The closure and re-opening of Utah's national parks offer a dramatic demonstration of the need to have greater state and local control over programs and services.
The political deadlock has also proved few in Washington gave any serious thought about the devastating ripple effects it would have on the lives of ordinary citizens.
National parks, monuments and recreation areas in Utah were among the many victims of this shutdown. They were all closed, locked and shuttered on Oct. 1. But the real impact of these closures reach far beyond park boundaries.
Local economies, merchants and service providers who rely heavily upon the tourism and recreation associated with the parks immediately lost their lifeblood. Tourists and vacationers from all over the world were turned away, along with their desires to experience the beauty and grandeur of Utah's scenic wonders. State, county and local governments were suddenly faced with the prospects of the loss of projected and necessary revenues
Local citizens and officials were understandably outraged and they searched for self-help remedies that could be taken to force the re-opening of the parks and associated federally operated facilities. Cooler heads prevailed.
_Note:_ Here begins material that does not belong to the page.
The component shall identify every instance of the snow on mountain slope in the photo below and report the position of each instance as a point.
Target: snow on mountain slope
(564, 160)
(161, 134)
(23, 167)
In contrast to criticisms leveled against Utah's public lands initiatives, state and local officials responded with great responsibility. They proposed an interim solution that addressed the needs of the tourist and recreation industry, local economies, citizens of Utah and the parks' lands.
Gov. Gary Herbert took the lead and proposed to the Department of Interior that Utah could fund the re-opening and operation of the parks on a temporary interim basis. To Interior Secretary Sally Jewell's credit, she embraced the governor's proposal. Together they directed their respective offices to immediately hammer out the details. Within a period of hours, the agreement was consummated and the re-opening of the parks was put into motion. The parks will now be open for two of the busiest weekends of the year. We are proud of the role the attorney general's office played in this process.
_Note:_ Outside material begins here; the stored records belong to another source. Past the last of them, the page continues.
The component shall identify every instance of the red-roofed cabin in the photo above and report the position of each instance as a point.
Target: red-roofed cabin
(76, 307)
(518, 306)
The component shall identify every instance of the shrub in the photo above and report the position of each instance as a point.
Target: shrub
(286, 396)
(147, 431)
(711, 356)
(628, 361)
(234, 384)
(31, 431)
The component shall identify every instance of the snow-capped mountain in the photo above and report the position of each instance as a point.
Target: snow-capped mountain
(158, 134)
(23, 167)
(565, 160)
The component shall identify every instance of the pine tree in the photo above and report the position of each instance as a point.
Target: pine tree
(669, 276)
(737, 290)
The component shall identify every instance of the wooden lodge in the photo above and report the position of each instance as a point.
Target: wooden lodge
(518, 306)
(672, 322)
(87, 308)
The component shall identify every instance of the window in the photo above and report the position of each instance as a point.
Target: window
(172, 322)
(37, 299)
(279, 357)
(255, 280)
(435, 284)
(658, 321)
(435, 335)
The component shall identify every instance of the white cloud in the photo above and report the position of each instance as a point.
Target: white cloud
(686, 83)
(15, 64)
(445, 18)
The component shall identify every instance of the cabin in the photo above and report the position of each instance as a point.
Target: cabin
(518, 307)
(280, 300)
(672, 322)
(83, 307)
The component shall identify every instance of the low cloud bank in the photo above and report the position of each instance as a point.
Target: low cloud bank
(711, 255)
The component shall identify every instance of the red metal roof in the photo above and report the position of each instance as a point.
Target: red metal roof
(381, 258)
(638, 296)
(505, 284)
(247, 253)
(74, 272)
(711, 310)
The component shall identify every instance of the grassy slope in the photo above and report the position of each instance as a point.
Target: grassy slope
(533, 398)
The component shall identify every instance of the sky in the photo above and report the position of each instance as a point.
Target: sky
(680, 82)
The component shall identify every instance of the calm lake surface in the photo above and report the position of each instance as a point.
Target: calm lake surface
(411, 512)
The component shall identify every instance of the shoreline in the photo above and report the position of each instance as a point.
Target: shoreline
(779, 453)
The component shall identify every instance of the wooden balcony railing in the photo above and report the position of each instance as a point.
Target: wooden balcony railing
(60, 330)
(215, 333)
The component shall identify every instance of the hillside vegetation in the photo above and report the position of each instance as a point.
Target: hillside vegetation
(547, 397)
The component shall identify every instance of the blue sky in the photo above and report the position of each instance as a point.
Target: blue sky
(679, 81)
We firmly believe the events of the last couple of weeks vividly demonstrate three important realities. First, in these days of federal austerity, we assume substantial risk by relying too heavily upon the federal government to fund and administer programs that directly affect us in our businesses and daily lives. Because of the extensive federal presence in the state, Utah is particularly vulnerable to political and financial fluctuations in Washington.
Second, responsibility for and implementation of government programs and operations, including those pertaining to the public lands, should be vested in the hands of those who feel the greatest impact and who have the greatest understanding of the situation on the ground. Those in Washington simply do not understand, nor do they appreciate, the effects their far-removed decisions have on rural Utah.
Third, if allowed greater jurisdiction, powers and governing responsibilities, state, county and local governments will respond prudently, even-handedly and in the best interest of the citizens of Utah and all Americans, including in the proper stewardship of our treasured lands.
Utah's track record of government management and accountability is unmatched. The last few weeks show Utah can and should have an enhanced role in its citizens' affairs and in the uses of its land. The long-term public health, safety and economic welfare of Utahns depend on it.
John Swallow is Utah attorney general. Anthony Rampton is an assistant attorney general.